Mumbai: A high-level committee set up by the Planning Commission has asked the government to allow provident fund and insurance companies to invest in the overseas markets to mitigate their risks in the high volatile Indian markets.
Government’s attempt to allow provident fund to invest in the domestic equity market has not fructified so far due to strong opposition from the Left parties and trade unions.
“We should encourage greater outward investment by provident funds and insurance companies when inflows are high. Such diversification will make these funds more stable (give them less exposure to high volatility India markets),” said the draft report of the Committee on Financial Sector Reforms (CFSR), headed by former IMF chief economist Raghuram G Rajan.
With the forex reserves crossing $300 billion mark, and rupee appreciation against dollar by over 10% over the past one year, the Reserve Bank is under pressure to liberalise the outflow of capital.

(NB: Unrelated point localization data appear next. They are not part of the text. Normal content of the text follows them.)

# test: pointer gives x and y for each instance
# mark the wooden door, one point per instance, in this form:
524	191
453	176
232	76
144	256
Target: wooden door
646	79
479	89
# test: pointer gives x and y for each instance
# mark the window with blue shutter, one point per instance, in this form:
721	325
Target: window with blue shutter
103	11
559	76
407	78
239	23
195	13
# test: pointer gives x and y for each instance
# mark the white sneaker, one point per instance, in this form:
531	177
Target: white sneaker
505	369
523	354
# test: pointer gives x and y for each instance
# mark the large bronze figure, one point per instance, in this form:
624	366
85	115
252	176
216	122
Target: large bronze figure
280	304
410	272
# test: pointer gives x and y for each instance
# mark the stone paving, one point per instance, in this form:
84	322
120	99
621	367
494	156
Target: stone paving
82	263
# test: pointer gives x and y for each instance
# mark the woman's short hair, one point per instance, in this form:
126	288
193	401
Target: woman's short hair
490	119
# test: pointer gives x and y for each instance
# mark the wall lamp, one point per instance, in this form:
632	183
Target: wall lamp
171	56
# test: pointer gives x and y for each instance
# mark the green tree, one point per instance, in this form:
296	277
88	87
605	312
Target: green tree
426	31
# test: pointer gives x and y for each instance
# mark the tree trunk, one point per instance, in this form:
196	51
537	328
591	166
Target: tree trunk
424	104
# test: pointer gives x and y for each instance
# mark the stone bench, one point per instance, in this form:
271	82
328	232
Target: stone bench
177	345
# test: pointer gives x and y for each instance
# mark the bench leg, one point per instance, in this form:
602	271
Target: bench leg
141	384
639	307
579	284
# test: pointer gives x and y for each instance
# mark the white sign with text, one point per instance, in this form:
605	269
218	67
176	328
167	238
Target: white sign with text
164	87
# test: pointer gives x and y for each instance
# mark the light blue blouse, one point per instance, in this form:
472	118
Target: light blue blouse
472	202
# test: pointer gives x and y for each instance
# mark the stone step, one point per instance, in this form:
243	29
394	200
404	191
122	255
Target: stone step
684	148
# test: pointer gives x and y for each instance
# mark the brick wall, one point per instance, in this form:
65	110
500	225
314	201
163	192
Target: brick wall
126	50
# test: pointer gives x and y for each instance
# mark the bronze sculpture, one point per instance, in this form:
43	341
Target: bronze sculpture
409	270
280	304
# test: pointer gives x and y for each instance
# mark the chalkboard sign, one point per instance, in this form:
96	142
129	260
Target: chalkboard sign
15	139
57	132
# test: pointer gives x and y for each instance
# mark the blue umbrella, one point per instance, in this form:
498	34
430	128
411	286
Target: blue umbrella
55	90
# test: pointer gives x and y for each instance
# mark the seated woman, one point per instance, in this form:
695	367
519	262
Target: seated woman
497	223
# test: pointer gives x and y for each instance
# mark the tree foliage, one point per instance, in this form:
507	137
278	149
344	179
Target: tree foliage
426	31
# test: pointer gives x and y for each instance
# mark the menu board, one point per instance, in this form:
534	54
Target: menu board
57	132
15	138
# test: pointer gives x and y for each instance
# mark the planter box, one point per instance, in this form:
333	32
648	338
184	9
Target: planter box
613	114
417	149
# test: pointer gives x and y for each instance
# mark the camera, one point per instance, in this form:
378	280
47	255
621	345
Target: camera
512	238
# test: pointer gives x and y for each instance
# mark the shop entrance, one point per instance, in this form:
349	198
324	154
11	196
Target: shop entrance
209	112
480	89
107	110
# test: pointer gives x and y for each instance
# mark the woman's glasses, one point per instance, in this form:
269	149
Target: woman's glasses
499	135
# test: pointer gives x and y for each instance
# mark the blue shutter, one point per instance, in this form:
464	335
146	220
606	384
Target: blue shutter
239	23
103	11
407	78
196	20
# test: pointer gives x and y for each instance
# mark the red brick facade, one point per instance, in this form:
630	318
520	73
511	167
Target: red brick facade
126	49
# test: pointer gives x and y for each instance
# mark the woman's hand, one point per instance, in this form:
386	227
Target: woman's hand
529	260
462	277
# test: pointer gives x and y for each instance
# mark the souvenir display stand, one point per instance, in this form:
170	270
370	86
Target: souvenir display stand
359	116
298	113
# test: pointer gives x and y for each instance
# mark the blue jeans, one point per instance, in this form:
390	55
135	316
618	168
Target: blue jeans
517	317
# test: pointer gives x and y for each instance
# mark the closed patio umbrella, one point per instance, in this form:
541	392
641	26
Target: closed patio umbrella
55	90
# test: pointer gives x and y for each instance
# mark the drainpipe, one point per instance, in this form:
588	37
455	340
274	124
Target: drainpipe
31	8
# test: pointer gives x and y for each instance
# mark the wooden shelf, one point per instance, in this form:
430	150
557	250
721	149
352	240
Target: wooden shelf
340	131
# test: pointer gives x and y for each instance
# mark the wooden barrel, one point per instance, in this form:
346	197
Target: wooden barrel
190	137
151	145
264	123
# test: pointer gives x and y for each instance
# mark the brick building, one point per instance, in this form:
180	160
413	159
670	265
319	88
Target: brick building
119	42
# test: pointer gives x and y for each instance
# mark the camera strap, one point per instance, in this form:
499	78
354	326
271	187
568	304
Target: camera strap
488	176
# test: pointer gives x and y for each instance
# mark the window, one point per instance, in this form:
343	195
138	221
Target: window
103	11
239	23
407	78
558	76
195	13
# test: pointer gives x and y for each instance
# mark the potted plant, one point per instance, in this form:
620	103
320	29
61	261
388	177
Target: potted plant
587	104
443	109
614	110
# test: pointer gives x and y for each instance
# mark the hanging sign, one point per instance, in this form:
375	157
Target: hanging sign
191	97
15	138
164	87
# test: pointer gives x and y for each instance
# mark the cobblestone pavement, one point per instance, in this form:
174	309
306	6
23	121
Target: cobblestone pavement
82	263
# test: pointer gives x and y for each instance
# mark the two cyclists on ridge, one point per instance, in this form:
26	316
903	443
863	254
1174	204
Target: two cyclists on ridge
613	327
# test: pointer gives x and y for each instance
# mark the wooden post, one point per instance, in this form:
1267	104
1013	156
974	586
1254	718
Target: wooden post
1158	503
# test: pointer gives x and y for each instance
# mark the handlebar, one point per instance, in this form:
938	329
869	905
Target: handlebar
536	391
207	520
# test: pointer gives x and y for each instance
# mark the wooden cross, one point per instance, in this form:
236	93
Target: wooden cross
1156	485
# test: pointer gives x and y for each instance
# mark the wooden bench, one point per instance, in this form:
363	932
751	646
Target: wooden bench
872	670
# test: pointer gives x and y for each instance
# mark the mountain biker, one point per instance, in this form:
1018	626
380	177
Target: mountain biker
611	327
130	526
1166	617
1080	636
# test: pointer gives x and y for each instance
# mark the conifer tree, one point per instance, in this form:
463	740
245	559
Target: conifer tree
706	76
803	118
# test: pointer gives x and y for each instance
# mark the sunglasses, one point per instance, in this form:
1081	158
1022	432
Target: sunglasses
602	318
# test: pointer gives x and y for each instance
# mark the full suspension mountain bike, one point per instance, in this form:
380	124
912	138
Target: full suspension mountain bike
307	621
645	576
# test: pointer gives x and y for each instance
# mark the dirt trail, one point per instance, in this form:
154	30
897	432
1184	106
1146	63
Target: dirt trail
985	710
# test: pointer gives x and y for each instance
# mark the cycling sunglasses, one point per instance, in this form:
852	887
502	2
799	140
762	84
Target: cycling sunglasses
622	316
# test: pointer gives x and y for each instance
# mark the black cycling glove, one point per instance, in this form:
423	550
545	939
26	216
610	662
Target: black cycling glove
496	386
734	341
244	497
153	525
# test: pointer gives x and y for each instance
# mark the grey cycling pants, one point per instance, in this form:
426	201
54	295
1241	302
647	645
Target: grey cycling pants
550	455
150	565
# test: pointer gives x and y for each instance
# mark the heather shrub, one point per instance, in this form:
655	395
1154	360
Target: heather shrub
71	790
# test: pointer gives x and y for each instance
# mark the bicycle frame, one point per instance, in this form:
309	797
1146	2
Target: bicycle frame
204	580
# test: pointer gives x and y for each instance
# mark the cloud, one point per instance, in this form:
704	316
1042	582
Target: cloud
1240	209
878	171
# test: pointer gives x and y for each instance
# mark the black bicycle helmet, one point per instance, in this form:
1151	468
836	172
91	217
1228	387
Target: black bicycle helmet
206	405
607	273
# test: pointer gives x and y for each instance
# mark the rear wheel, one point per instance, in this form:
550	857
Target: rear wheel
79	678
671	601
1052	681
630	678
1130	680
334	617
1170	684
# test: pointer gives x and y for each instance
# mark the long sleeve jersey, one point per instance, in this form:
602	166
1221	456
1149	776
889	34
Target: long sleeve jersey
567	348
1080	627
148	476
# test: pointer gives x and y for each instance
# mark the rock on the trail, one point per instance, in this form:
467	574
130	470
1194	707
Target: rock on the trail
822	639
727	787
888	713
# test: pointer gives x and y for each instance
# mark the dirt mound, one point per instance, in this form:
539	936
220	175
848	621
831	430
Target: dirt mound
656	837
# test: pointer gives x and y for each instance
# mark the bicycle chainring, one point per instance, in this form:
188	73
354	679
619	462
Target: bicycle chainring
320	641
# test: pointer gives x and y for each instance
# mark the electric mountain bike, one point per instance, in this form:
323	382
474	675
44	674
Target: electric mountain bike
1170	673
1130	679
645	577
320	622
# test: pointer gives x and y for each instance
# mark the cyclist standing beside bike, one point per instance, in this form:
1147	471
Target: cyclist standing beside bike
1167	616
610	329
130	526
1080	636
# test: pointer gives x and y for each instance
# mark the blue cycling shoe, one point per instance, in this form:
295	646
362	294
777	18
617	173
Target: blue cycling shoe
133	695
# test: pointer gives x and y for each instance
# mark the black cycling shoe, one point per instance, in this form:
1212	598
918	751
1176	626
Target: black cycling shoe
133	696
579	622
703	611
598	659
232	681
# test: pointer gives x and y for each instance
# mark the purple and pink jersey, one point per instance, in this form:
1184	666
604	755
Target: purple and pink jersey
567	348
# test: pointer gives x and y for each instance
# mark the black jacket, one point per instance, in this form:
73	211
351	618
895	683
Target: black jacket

The Plan panel said the relevant constituencies need to be persuaded that by restricting their investment options to domestic government securities, they are greatly limiting future returns and possibly increasing risk.
“At the very least, a first step will be to diversify across foreign government securities, so that we offset foreign inflows in to our government debt markets with outflow into foreign government debt markets, without these flow being driven by the RBI,” it suggested.
Besides, the report said, an Indian institutional investor should have the flexibility to buy an Infosys ADR in the US or to buy shares of Infosys in India or even IBM in the US.
“They should have flexibility to buy bonds issued by the governments all over the world,” it said.
This will expose institutional investors and their customers to international practises and ideas and increase competition faced by Indian financial markets. It will also set the stage for Indian institutional investors to sell financial products overseas, the committee said.
The report pointed out while individuals in India are allowed to invest $2 lakh overseas per year, this is operationally difficult due to restrictions that inhibit domestic and foreign financial firms from selling international financial products.
These relaxations could help the country by allowing outflows that keep the exchange rate from appreciating, the report said.